Abreu was drafted in the 28th round in 2005 as a second baseman. This year at Aberdeen, he's served mostly as their third baseman. He's a good athlete with a strong arm, but his inexperience shows. He looks rigid and backs up on his heels when the ball is hit directly at him. Abreu is hitting .286 with some pop, but his four unintentional walks in 170 at-bats are simply not going to fly.

Kieron Pope

Pope was promoted to Aberdeen after he was leading the Appalachian league in slugging percentage. However, he did have 36 K's in 132 at-bats and, thus far, his unrefined approach has left him overmatched against college competition. Tonight he struck out looking once, swinging twice and grounded out weakly to the pitcher. He has two singles and seven strikeouts in twenty Aberdeen at bats.

Chris Vinyard

Vinyard was a draft and follow out of a community college that played in a wooden bat league.
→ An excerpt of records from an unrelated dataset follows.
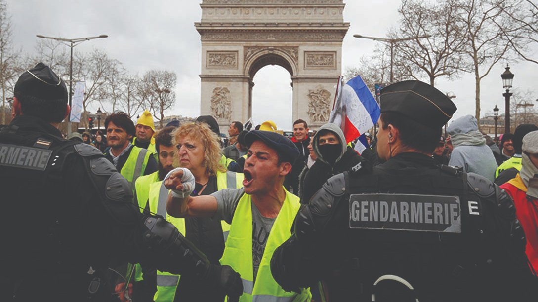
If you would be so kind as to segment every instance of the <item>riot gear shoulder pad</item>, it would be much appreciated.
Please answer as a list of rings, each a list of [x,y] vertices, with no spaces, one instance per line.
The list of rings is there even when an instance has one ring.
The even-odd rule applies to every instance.
[[[463,168],[459,167],[440,164],[437,167],[441,170],[451,175],[458,175],[463,172]]]
[[[79,143],[75,145],[74,147],[76,153],[84,157],[103,155],[103,153],[98,149],[87,143]]]
[[[475,194],[482,198],[487,198],[495,194],[495,184],[481,175],[468,173],[467,184]]]
[[[333,196],[342,196],[345,193],[346,178],[344,173],[335,175],[327,179],[322,188]]]

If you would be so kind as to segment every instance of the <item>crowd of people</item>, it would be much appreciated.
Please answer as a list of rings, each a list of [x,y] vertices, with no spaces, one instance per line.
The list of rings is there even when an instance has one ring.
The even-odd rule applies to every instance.
[[[456,107],[416,81],[380,106],[360,155],[301,119],[225,143],[211,116],[115,112],[65,139],[65,84],[38,64],[0,131],[0,300],[535,300],[538,127],[498,145],[465,116],[442,136]]]

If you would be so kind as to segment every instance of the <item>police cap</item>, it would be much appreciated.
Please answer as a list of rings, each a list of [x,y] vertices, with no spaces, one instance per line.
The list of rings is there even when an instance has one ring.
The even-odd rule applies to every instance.
[[[398,112],[428,127],[442,127],[456,105],[444,94],[420,81],[404,81],[381,90],[381,113]]]
[[[50,67],[41,62],[20,75],[13,91],[16,96],[20,94],[43,100],[65,99],[67,103],[65,83]]]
Though drafted as a catcher, Aberdeen has been using him at first base, but he really has no position that makes him a real asset with a glove on.

His bat is another story. After a .395/.465/.711 June, a lot of O's fans got excited about finally having a legitimate first base prospect in the system. He then slumped miserably in July and the beginning of this month. The organization decided to give him an off-day to work with roving hitting instructor Denny Walling on Sunday and it appears to have paid immediate dividends. Vinyard hit a home run over the left field wall that left little doubt as to the legitimacy of his power.

Brandon Tripp

After the O's failed to sign 10th round pick and defensive wizard Emeel Salem, they inserted Tripp as the CF for the Ironbirds. He strikes out a lot and hasn't displayed much power, but he has done two things this season; get hit by pitches (8) and smoke lefties (albeit in 15 at-bats). HBP's actually have a moderate year to year correlation, so this could be a genuine skill. It's certainly something worth tracking.

Jedidiah Stephen

If you've been to an Ironbirds game, you know that the announcer absolutely loves to say his name. I was sitting two seats over from the guy and if you can imagine an excited Christopher Walken announcing Jedi-DIE-yuhh... then you might get the picture. Anyway, when the O's drafted Stephen in the 8th round out of Ohio St., I wrote:

Most of the criticism surrounding Stephen centers around his inconsistent play. For a senior drafted in the 9th round, he actually has an intriguing toolset; combining a strong arm, speed, and even a little power. He might be a little more of a project than most 22 year olds out of major college programs.

O's fans are going to have to hope that he indeed does have some projection left in him, because the current version has been thoroughly unimpressive. He has solid skills at shortstop, but he has failed to display any of the offensive attributes that got him drafted in the single digits. Tonight, he even managed to pop a bunt in the air back to the pitcher. That's the kind of thing that people hitting .186 through 130 at-bats can't afford to do.